This seems to be the year for Cucumbers. There are six plants in a large subirrigation container and they are already almost to the to top of the 2.5m trellis. We have eaten a couple of small ones and there are plenty more coming. I have seen a few striped Cucumber Beetles but so far not enough to do any serious damage. Those bugs biggest damage on Cucumbers tends to be the attack on the roots by the larva. The container has its plastic cover over it and that makes it difficult for the Beetles to get down and lay their eggs. This container is not an Earthbox but rather one I made myself so that it would fit inside the trellis I had always used for Cucumbers. Last year they were very chlorotic and I wonder if I forget to add the fertilizer. I made sure there was sufficient this year. As usual I use Acti-sol for my fertilizer because it is completely organic. I have another container with Cucumber Baby Fingers growing in it and they have reached beyond the 1m wire trellis and are looking for somewhere to go. Apparently just because they produce baby Cucumbers it doesn’t mean they grow baby plants. We, actually that’s not true, the Assistant Gardener has eaten a few of these treats and I have to admit it’s one of the few vegetables that I’m not that fond of.

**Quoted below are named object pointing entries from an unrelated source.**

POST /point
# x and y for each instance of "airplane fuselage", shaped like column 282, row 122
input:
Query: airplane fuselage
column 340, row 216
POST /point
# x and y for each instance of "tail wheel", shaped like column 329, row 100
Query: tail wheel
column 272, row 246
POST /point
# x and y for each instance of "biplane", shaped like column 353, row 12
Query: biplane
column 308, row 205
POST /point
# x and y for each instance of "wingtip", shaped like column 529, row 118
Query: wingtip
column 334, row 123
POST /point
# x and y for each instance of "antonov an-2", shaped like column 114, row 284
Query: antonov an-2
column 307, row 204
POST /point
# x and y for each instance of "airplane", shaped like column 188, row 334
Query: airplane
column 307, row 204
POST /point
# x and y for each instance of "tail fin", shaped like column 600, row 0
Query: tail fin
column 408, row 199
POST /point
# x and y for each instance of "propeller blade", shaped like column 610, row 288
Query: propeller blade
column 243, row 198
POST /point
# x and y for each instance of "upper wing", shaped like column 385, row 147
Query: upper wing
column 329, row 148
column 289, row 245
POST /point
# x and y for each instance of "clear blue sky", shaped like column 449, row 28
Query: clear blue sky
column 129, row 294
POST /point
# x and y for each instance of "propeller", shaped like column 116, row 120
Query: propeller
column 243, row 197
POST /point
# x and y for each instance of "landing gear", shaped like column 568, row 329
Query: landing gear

My other summer flowers are my true Lilies. I must admit to liking them better than the Daylilies but they are not trouble free. The Red Lily Beetle has been mostly absent this year and that has allowed the Lilies to flourish. In my university days, that was a long time ago, I spent parts of my summers helping to plant and care for the Lily fields of the University’s Lily breeder. I learned to love them then and that has apparently stayed with me. I’m learning to like the newer interspecific hybrids such as the crosses between Oriental Lilies and Trumpet Lilies that give us the Orienpets such as Golden Stargazer, that exhibit great hybrid vigour with tall sturdy stems and multiple large flowers. The two in the picture are Asiatic Lilies which are some of the first to bloom and remind me of my love affair with this group of plants.

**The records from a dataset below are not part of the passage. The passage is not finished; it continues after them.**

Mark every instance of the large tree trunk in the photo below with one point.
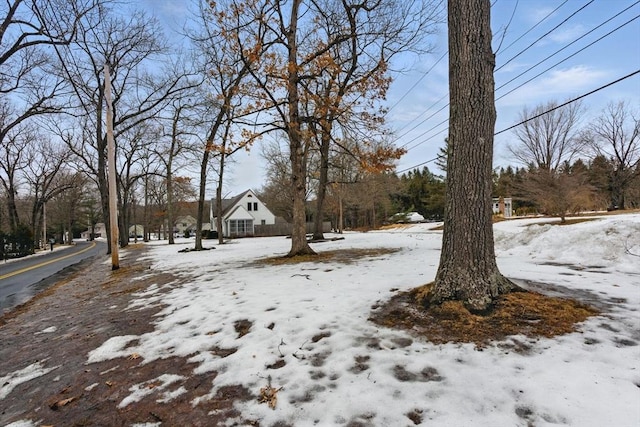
(322, 186)
(468, 270)
(170, 219)
(201, 198)
(219, 200)
(299, 244)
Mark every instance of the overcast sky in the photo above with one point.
(525, 32)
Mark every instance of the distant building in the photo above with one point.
(240, 215)
(502, 206)
(99, 230)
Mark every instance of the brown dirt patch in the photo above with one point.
(517, 313)
(86, 309)
(343, 256)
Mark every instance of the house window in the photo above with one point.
(240, 227)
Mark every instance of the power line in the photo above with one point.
(543, 113)
(532, 28)
(573, 42)
(443, 97)
(416, 83)
(524, 72)
(565, 59)
(570, 101)
(544, 35)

This is a tasty reminder of how late the season is this year. These delicious Snow Peas are usually finished by the beginning of July and here we are eating them now. I seem to have produced an abundant crop this year. I used to plant them along a stone wall and let them tumble over but this year I put them in the main garden with a circle of hardware cloth to hold them up and we have more then enough to fill our plates. Now the trick is to eat them fast enough that they don’t get overly mature and a bit tough. Not a difficult chore.
I had two questions from the last issue about trees that had suckers growing from their base. Here is the same problem on my Witch Hazel tree. Diane is her variety name and she is lovely but she will not come true from seed as she is a hybrid. To solve this problem trees like Diane are grafted onto a species root stock so that they can be propagated in commercial quantifies. Those root stocks are often quite hardy and vigorous and that’s why they are used. The down side is they are hardy and vigorous and may not be content just being the roots for a prettier variety. They start to produce above ground shoots that grow in clusters at the base of the tree and create work for us. These growths need to be pruned off regularly, usually once a year, before they take off and grow faster and bigger than the desirable tree. It’s a small easy chore that maintains the plant that we purchased and want to keep.
Now it’s time to answer a few of my reader’s
questions. To ask a question just “reply” to this ezine. Don’t forget to check the front page of the Website for frequent short ideas for current gardening activities.
Hilde Asks? My hydrangea paniculata tree is looking odd. The leaves have green ribs but the rest of the leaves are pale greenish yellow. My friend's raspberries, all but one type which is green, exhibiting the same leaves. Another friend's rooftop hydrangea is all green except for one small branch which is the same green ribs and yellow between the veins.